Once again, states continue to look to gaming to bring in revenue to their state’s economy. It’s just a surprise that the concern(need) has risen out of the ashes again in New Hampshire.
New Hampshire Sen. Lou D’Allesandro has rekindled talk of gaming in the Granite state saying he will file legislation in September calling for the Legislature to approve casino gambling to generate millions of dollars in revenue for the cash-strapped state.
If you recall my coverage months ago, his decision comes on the heels of a House of Representatives vote in May to kill Senate Bill 152, a proposal that would have permitted the establishment of a single casino in the state. And I thought after that defeat, the fight was over. But since then, D’Allesandro said he’s been contacting Democrats to discuss the issue with them so he can draft a bill that addresses their concerns.

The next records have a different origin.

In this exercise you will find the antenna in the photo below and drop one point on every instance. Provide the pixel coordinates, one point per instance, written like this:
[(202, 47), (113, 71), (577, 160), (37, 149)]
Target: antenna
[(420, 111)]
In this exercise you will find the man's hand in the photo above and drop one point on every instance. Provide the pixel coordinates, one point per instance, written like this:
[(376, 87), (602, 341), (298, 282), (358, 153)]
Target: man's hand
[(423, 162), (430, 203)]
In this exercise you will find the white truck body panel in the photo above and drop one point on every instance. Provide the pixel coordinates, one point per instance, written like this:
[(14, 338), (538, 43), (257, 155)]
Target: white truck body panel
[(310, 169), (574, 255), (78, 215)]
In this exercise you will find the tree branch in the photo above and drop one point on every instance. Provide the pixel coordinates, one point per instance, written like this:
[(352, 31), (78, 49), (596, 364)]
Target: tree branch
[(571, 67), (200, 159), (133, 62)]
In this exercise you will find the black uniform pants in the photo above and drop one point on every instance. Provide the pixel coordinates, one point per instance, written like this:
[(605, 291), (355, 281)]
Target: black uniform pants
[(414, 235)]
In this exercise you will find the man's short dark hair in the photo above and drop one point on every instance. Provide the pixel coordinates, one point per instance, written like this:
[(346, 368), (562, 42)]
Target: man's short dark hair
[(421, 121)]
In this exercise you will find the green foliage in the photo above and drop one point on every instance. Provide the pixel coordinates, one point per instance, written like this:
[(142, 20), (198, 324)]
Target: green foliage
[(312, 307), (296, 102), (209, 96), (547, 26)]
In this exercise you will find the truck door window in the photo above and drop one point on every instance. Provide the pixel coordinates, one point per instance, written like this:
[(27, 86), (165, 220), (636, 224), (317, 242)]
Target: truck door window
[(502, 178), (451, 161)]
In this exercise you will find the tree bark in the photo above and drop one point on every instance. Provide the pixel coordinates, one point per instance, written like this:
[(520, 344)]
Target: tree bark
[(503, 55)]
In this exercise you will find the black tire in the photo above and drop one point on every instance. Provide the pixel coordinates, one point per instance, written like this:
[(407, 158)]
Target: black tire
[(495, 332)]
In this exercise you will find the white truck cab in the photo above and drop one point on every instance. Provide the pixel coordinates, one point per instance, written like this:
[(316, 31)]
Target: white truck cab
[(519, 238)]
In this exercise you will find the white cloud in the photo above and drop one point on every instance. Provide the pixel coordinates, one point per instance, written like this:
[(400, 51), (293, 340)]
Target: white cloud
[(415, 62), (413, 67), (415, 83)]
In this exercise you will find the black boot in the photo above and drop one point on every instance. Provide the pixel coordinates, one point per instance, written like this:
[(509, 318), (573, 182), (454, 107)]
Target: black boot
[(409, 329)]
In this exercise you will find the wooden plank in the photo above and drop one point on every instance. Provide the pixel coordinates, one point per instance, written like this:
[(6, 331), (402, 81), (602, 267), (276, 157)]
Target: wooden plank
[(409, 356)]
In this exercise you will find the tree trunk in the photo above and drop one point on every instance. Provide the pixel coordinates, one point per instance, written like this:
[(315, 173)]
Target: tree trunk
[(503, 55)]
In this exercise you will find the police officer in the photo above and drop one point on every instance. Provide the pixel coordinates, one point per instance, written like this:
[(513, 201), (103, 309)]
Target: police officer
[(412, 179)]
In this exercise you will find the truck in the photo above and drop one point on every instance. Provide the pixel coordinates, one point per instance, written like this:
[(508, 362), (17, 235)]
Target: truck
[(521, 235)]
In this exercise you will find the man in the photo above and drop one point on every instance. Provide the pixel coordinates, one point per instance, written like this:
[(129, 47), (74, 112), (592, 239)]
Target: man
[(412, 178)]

“Residents need to tell their lawmakers that expanded gambling is desperately needed to boost state coffers and fund millions of dollars in repairs to the state’s deteriorating roads and bridges. They know the roads are falling apart, they know the bridges are falling apart and they know we don’t have the money to fix them,” D’Allesandro said.
But there is lots of concern that New Hampshire is just too late to the Casino Party – stating that there is so much gaming everywhere in America, let alone New England. Other New Hampshire legislators think it would be a mistake to be included in what is perceived as a soon to be saturated and declining industry.
Jim Rubens, chairman of the Granite State Coalition Against Expanded Gambling, saying “The New England casino market is almost fully saturated, Internet gambling is already legal in three states, and taxpayers in three states are now subsidizing failing casinos. Why a New Hampshire legislator would want to hook our economy and state budget to this is beyond me.”
So, in New Hampshire, the DJ has had a request to replay an song previously played. Everybody on the dance floor, the last dance is about to start all over again. It’s called “the Massachusetts Knee-Jerk.Reaction”
And we dance again……..that’s all for now.